Deleting pages requires one step beyond just hitting delete: set up a 301 redirect from the deleted URL to either your homepage or the most relevant existing page. Don't leave dead URLs. They confuse both visitors and search crawlers.
One pattern I see consistently across sites: businesses that clean up 30-40% of their content and redirect it properly almost always see the remaining pages perform better within 60-90 days. Not because Google rewards you for deleting pages, but because your good content stops competing with your bad content for the same keywords.
When to Do This Yourself vs. When to Hire Someone
Honest answer: the audit itself, you can do. The execution is where it gets complicated.
If you've got under 50 pages on your site and a few hours to spend, the process I described above is something you can run yourself. Pull the data, read the pages, flag the problems, prioritize.
If you've got 200+ pages, multiple service areas, and content that's been accumulating for years, you probably want help. Not because the process is different, but because the volume is unmanageable solo, and the prioritization decisions get more complicated when there are a lot of interdependencies.
What you should never pay for is an "AI content audit" that's just a report. A report that tells you your content has problems isn't worth anything.
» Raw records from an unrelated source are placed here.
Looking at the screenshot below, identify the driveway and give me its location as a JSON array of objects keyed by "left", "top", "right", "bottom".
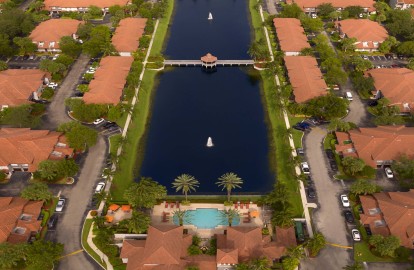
[
  {"left": 47, "top": 136, "right": 107, "bottom": 270},
  {"left": 301, "top": 127, "right": 352, "bottom": 270},
  {"left": 42, "top": 54, "right": 89, "bottom": 129}
]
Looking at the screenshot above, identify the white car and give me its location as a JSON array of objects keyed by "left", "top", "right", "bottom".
[
  {"left": 93, "top": 118, "right": 105, "bottom": 125},
  {"left": 95, "top": 182, "right": 105, "bottom": 193},
  {"left": 56, "top": 198, "right": 66, "bottom": 212},
  {"left": 341, "top": 194, "right": 350, "bottom": 207},
  {"left": 351, "top": 229, "right": 361, "bottom": 241},
  {"left": 384, "top": 167, "right": 394, "bottom": 179},
  {"left": 300, "top": 162, "right": 310, "bottom": 174}
]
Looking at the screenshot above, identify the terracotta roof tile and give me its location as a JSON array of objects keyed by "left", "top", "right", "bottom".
[
  {"left": 29, "top": 19, "right": 83, "bottom": 49},
  {"left": 112, "top": 18, "right": 147, "bottom": 53},
  {"left": 273, "top": 18, "right": 310, "bottom": 52},
  {"left": 0, "top": 69, "right": 50, "bottom": 106},
  {"left": 366, "top": 68, "right": 414, "bottom": 112},
  {"left": 336, "top": 126, "right": 414, "bottom": 168},
  {"left": 284, "top": 56, "right": 328, "bottom": 103},
  {"left": 83, "top": 56, "right": 134, "bottom": 105}
]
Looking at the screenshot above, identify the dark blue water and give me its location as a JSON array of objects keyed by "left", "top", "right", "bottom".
[
  {"left": 165, "top": 0, "right": 251, "bottom": 60},
  {"left": 140, "top": 0, "right": 274, "bottom": 194}
]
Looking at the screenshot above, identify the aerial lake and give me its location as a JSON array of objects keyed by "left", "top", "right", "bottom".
[{"left": 140, "top": 0, "right": 274, "bottom": 194}]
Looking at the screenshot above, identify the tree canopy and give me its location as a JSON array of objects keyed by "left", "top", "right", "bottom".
[{"left": 124, "top": 177, "right": 167, "bottom": 208}]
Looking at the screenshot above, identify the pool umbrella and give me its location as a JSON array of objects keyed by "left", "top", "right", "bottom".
[{"left": 108, "top": 204, "right": 120, "bottom": 211}]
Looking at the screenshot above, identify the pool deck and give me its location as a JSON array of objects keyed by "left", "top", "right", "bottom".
[{"left": 151, "top": 202, "right": 263, "bottom": 238}]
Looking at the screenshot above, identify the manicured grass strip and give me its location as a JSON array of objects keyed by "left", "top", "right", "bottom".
[
  {"left": 82, "top": 219, "right": 106, "bottom": 269},
  {"left": 150, "top": 0, "right": 174, "bottom": 56},
  {"left": 111, "top": 70, "right": 157, "bottom": 200},
  {"left": 260, "top": 71, "right": 303, "bottom": 217}
]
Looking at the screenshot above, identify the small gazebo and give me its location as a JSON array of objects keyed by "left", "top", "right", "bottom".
[{"left": 201, "top": 53, "right": 217, "bottom": 68}]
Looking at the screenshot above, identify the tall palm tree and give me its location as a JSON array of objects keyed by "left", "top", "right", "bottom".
[
  {"left": 220, "top": 208, "right": 240, "bottom": 227},
  {"left": 173, "top": 174, "right": 200, "bottom": 201},
  {"left": 216, "top": 172, "right": 243, "bottom": 201}
]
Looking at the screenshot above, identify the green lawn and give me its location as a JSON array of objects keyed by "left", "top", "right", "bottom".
[{"left": 82, "top": 219, "right": 106, "bottom": 269}]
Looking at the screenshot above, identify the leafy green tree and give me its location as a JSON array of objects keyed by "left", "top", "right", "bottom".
[
  {"left": 306, "top": 233, "right": 326, "bottom": 257},
  {"left": 342, "top": 157, "right": 365, "bottom": 175},
  {"left": 279, "top": 3, "right": 303, "bottom": 19},
  {"left": 216, "top": 172, "right": 243, "bottom": 201},
  {"left": 88, "top": 6, "right": 102, "bottom": 17},
  {"left": 316, "top": 3, "right": 336, "bottom": 18},
  {"left": 26, "top": 240, "right": 63, "bottom": 270},
  {"left": 124, "top": 177, "right": 167, "bottom": 208},
  {"left": 220, "top": 208, "right": 240, "bottom": 227},
  {"left": 20, "top": 183, "right": 53, "bottom": 202},
  {"left": 0, "top": 242, "right": 28, "bottom": 269},
  {"left": 350, "top": 179, "right": 381, "bottom": 195},
  {"left": 378, "top": 36, "right": 398, "bottom": 53},
  {"left": 369, "top": 234, "right": 401, "bottom": 257},
  {"left": 342, "top": 262, "right": 362, "bottom": 270},
  {"left": 345, "top": 6, "right": 364, "bottom": 18},
  {"left": 173, "top": 174, "right": 200, "bottom": 201},
  {"left": 58, "top": 121, "right": 98, "bottom": 150},
  {"left": 121, "top": 211, "right": 151, "bottom": 233},
  {"left": 13, "top": 37, "right": 37, "bottom": 54}
]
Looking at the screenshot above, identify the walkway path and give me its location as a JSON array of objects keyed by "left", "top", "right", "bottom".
[
  {"left": 42, "top": 54, "right": 89, "bottom": 129},
  {"left": 260, "top": 3, "right": 317, "bottom": 237}
]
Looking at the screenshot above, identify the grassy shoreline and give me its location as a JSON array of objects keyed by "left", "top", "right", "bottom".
[
  {"left": 249, "top": 0, "right": 303, "bottom": 217},
  {"left": 111, "top": 1, "right": 174, "bottom": 201}
]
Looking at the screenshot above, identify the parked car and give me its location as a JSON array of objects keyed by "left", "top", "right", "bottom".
[
  {"left": 351, "top": 229, "right": 361, "bottom": 241},
  {"left": 296, "top": 148, "right": 305, "bottom": 156},
  {"left": 344, "top": 210, "right": 355, "bottom": 223},
  {"left": 341, "top": 194, "right": 350, "bottom": 207},
  {"left": 384, "top": 167, "right": 394, "bottom": 179},
  {"left": 55, "top": 198, "right": 66, "bottom": 212},
  {"left": 47, "top": 214, "right": 58, "bottom": 230},
  {"left": 308, "top": 187, "right": 316, "bottom": 199},
  {"left": 93, "top": 118, "right": 105, "bottom": 125},
  {"left": 300, "top": 162, "right": 310, "bottom": 174},
  {"left": 95, "top": 182, "right": 105, "bottom": 193}
]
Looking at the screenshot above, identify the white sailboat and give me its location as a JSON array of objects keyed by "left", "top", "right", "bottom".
[{"left": 207, "top": 137, "right": 214, "bottom": 147}]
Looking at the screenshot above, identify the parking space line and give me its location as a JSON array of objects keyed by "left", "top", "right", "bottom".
[{"left": 326, "top": 243, "right": 354, "bottom": 249}]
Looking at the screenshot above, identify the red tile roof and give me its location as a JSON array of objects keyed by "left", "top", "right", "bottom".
[
  {"left": 286, "top": 0, "right": 375, "bottom": 11},
  {"left": 284, "top": 56, "right": 328, "bottom": 103},
  {"left": 112, "top": 18, "right": 147, "bottom": 52},
  {"left": 0, "top": 69, "right": 50, "bottom": 109},
  {"left": 83, "top": 56, "right": 134, "bottom": 105},
  {"left": 0, "top": 128, "right": 73, "bottom": 172},
  {"left": 336, "top": 126, "right": 414, "bottom": 168},
  {"left": 29, "top": 19, "right": 84, "bottom": 49},
  {"left": 336, "top": 19, "right": 388, "bottom": 49},
  {"left": 0, "top": 197, "right": 43, "bottom": 244},
  {"left": 44, "top": 0, "right": 130, "bottom": 10},
  {"left": 360, "top": 189, "right": 414, "bottom": 249},
  {"left": 273, "top": 18, "right": 310, "bottom": 52},
  {"left": 366, "top": 68, "right": 414, "bottom": 112}
]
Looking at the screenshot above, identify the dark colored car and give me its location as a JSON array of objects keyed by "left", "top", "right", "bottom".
[
  {"left": 344, "top": 210, "right": 355, "bottom": 223},
  {"left": 325, "top": 149, "right": 335, "bottom": 160},
  {"left": 47, "top": 214, "right": 59, "bottom": 229},
  {"left": 329, "top": 160, "right": 338, "bottom": 172},
  {"left": 308, "top": 187, "right": 316, "bottom": 199}
]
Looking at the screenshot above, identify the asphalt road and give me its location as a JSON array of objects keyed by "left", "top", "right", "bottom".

You need the fix, not the diagnosis.
If someone is pitching you an AI audit as a standalone deliverable with no clear path to implementation, that's worth being skeptical about. For a fuller look at what AI readiness audits actually include (and what they cost), this breakdown of AI readiness audits is a good reference. And if you're evaluating an AI marketing agency to help with this work, that guide covers what to ask and what to pay.
3 Takeaways
1. The problem isn't AI, it's publishing without editing. Content that doesn't help a real person make a real decision is slop, regardless of who or what produced it. An AI content audit is really a usefulness audit.
2. The audit process is four weeks of honest work. Pull your data from Search Console, read your pages out loud, flag the generic ones, run the numbers, then sort into fix/merge/delete. You can do this yourself for a smaller site.
3. The cost of slop is real and calculable. Traffic that arrives and immediately leaves has a dollar value. Multiply your underperforming page traffic by the CPC equivalent and you'll see what bad content is actually costing you.